[Intel-gfx] [PATCH 11/18] drm/i915: Integration of GuC client
yu.dai at intel.com
yu.dai at intel.com
Thu Mar 26 12:41:18 PDT 2015
From: Alex Dai <yu.dai at intel.com>
Implementation of GuC client. A GuC client has its own doorbell
and workqueue.
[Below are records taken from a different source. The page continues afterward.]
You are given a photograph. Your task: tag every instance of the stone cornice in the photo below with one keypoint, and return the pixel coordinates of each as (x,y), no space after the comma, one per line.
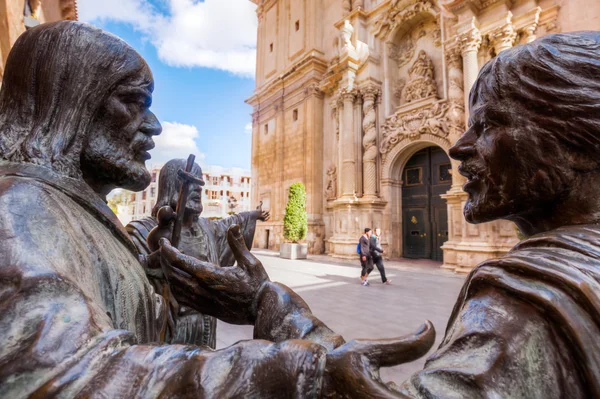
(401,11)
(459,6)
(312,63)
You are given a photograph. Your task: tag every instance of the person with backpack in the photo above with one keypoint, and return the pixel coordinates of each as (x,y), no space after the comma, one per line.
(377,255)
(366,261)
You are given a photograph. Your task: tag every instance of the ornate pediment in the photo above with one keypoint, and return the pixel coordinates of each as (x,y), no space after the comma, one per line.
(422,84)
(430,117)
(399,12)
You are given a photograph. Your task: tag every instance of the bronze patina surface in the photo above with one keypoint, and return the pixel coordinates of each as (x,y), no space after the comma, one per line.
(79,317)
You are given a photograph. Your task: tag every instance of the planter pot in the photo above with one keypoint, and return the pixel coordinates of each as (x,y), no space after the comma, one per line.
(293,251)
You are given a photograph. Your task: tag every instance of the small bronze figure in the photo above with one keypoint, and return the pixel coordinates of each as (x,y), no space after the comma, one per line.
(79,318)
(203,239)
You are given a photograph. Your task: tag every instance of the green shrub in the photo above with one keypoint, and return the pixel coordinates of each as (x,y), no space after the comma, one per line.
(294,221)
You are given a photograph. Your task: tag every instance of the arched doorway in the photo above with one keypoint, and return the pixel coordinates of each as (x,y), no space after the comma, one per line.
(426,176)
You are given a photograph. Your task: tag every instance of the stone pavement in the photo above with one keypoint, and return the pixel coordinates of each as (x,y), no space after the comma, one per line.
(419,291)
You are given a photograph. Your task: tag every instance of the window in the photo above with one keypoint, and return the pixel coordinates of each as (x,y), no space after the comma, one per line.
(414,176)
(445,172)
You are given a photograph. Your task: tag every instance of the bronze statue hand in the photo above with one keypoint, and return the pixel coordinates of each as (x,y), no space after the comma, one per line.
(263,215)
(228,293)
(352,370)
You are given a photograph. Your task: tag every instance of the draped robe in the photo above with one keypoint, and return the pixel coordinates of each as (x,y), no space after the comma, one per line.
(525,326)
(79,318)
(206,241)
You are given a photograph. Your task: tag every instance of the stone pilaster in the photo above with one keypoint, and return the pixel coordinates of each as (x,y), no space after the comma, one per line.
(348,177)
(369,141)
(504,36)
(456,111)
(469,42)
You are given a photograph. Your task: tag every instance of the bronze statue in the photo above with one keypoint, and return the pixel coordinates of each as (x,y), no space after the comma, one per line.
(78,316)
(202,238)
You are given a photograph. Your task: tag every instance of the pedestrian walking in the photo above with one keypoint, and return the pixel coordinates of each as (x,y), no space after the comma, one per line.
(366,261)
(377,255)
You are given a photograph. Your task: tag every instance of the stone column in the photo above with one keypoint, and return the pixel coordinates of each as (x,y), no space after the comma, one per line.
(456,111)
(503,38)
(347,6)
(369,141)
(347,145)
(469,43)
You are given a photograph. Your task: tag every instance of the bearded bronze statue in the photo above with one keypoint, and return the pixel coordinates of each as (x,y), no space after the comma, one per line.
(79,317)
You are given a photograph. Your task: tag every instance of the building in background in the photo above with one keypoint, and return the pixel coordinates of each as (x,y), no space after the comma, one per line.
(361,99)
(227,191)
(18,15)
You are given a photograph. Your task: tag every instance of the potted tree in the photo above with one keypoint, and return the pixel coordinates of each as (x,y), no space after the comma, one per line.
(294,224)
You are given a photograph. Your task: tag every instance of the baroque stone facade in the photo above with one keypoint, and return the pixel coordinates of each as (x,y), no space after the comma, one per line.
(348,92)
(18,15)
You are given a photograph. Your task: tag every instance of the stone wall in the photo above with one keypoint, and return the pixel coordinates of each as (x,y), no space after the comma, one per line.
(388,78)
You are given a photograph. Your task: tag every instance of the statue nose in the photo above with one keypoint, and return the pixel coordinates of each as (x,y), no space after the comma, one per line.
(151,126)
(464,148)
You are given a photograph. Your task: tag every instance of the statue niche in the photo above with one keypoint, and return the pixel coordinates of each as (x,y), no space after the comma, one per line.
(331,187)
(421,84)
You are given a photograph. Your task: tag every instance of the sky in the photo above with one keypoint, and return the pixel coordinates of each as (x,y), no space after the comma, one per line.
(203,55)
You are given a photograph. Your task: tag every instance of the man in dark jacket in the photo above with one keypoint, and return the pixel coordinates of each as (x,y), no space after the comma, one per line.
(377,255)
(366,261)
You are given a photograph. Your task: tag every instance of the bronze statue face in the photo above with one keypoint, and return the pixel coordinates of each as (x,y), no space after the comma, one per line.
(169,185)
(121,135)
(531,150)
(194,203)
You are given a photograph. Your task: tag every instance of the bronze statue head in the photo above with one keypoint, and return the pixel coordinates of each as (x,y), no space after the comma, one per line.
(169,185)
(532,150)
(76,99)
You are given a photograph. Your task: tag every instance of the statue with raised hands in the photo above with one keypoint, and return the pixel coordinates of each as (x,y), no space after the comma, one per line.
(201,238)
(78,314)
(80,318)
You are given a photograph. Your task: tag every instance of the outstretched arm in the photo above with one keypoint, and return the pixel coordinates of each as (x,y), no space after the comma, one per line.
(246,221)
(244,295)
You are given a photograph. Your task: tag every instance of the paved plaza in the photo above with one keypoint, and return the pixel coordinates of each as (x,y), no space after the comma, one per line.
(420,291)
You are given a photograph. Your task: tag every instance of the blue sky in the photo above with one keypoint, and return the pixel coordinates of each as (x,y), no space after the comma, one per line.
(202,55)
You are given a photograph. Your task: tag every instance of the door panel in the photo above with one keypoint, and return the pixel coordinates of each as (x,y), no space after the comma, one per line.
(426,176)
(415,233)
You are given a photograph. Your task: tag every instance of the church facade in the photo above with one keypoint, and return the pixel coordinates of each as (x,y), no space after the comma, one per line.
(18,15)
(361,100)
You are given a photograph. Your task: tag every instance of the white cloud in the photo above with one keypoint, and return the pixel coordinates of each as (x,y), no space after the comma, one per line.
(176,141)
(218,34)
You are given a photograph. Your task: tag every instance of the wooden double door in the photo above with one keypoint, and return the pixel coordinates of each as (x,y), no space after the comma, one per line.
(425,177)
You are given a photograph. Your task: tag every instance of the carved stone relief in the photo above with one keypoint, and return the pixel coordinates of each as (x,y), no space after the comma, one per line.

It maintains the doorbell cache line, process
description object and work queue item.
A default guc_client is created to do the in-order legacy execlist
submission.
Issue: VIZ-4884
Signed-off-by: Alex Dai <yu.dai at intel.com>
---
drivers/gpu/drm/i915/Makefile | 3 +-
drivers/gpu/drm/i915/i915_drv.h | 5 +
drivers/gpu/drm/i915/intel_guc.h | 52 ++++
drivers/gpu/drm/i915/intel_guc_client.c | 399 +++++++++++++++++++++++++++++
drivers/gpu/drm/i915/intel_guc_loader.c | 14 +-
drivers/gpu/drm/i915/intel_guc_scheduler.c | 29 ++-
6 files changed, 492 insertions(+), 10 deletions(-)
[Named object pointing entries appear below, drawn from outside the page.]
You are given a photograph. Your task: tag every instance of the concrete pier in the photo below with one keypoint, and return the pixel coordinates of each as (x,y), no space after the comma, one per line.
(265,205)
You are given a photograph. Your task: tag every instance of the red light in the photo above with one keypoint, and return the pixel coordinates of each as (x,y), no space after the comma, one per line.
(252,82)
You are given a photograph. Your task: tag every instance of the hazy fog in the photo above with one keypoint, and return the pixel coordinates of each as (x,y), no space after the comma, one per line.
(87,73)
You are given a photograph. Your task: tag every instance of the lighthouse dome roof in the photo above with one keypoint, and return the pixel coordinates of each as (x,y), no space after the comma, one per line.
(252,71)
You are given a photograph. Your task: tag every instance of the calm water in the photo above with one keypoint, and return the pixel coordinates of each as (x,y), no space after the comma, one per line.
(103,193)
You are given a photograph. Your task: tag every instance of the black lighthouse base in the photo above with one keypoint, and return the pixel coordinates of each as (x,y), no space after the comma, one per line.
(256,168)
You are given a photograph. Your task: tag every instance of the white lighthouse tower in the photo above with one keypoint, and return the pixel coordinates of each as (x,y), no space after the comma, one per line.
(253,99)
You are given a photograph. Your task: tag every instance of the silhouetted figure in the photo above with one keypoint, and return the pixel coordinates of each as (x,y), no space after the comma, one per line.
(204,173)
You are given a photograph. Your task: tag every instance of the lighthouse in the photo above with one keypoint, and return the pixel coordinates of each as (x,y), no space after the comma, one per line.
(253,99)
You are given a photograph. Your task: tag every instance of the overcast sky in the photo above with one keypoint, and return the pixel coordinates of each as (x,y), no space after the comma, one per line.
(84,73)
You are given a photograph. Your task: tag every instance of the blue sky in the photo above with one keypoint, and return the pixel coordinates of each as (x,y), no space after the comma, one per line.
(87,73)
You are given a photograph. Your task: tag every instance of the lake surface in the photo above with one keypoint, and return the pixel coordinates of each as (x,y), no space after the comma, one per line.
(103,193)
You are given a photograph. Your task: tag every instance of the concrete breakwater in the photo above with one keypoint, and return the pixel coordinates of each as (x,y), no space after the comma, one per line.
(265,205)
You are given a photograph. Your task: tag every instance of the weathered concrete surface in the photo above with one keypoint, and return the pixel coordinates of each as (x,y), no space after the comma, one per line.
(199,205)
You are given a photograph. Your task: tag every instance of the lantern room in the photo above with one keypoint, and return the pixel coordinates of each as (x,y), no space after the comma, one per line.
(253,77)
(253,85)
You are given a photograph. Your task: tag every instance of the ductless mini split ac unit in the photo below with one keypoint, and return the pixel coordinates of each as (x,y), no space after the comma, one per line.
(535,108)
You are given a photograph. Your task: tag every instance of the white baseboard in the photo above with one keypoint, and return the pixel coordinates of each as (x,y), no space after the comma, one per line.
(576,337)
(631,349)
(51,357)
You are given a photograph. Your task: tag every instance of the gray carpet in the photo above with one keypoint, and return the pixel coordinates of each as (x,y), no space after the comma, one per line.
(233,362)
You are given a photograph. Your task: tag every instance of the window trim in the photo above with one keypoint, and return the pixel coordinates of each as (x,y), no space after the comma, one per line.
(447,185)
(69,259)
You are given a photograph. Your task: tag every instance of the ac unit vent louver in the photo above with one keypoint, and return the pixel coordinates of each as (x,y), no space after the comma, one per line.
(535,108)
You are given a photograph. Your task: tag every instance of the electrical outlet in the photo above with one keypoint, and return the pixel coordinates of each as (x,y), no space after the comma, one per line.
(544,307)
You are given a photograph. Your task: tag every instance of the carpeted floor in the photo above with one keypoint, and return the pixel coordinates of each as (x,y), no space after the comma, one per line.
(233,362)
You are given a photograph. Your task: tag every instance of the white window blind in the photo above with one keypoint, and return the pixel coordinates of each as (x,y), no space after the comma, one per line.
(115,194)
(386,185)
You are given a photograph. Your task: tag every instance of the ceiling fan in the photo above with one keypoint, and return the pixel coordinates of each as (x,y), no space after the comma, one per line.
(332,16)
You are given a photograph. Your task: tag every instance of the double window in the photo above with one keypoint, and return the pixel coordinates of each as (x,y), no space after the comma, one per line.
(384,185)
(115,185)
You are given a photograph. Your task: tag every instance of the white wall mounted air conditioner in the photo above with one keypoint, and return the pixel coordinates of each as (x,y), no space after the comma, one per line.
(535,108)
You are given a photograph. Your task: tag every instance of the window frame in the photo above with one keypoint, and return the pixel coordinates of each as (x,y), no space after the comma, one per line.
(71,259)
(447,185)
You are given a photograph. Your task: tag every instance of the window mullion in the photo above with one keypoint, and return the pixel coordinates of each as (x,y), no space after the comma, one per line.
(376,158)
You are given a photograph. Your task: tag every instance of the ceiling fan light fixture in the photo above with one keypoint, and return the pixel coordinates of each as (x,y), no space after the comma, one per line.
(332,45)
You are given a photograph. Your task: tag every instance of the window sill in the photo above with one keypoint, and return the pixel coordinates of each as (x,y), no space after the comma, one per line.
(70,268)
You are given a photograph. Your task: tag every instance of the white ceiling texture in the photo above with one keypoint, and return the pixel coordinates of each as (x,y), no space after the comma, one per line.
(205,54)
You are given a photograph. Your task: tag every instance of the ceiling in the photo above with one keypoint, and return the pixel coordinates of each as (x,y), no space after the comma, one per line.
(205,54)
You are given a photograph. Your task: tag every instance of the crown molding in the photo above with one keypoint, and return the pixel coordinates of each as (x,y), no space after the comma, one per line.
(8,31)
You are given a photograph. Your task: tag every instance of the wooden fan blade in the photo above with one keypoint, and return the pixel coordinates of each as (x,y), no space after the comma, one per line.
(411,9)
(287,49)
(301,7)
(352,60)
create mode 100644 drivers/gpu/drm/i915/intel_guc_client.c
diff --git a/drivers/gpu/drm/i915/Makefile b/drivers/gpu/drm/i915/Makefile
index 50b2057..0407720 100644
--- a/drivers/gpu/drm/i915/Makefile
+++ b/drivers/gpu/drm/i915/Makefile
@@ -42,7 +42,8 @@ i915-y += i915_cmd_parser.o \
# ancilliary microcontroller support
i915-y += intel_uc_loader.o \
- intel_guc_loader.o
+ intel_guc_loader.o \
+ intel_guc_client.o
# autogenerated null render state
i915-y += intel_renderstate_gen6.o \
diff --git a/drivers/gpu/drm/i915/i915_drv.h b/drivers/gpu/drm/i915/i915_drv.h
index 72cc12a..ba5da95 100644
--- a/drivers/gpu/drm/i915/i915_drv.h
+++ b/drivers/gpu/drm/i915/i915_drv.h
@@ -1847,6 +1847,11 @@ static inline struct drm_i915_private *dev_to_i915(struct device *dev)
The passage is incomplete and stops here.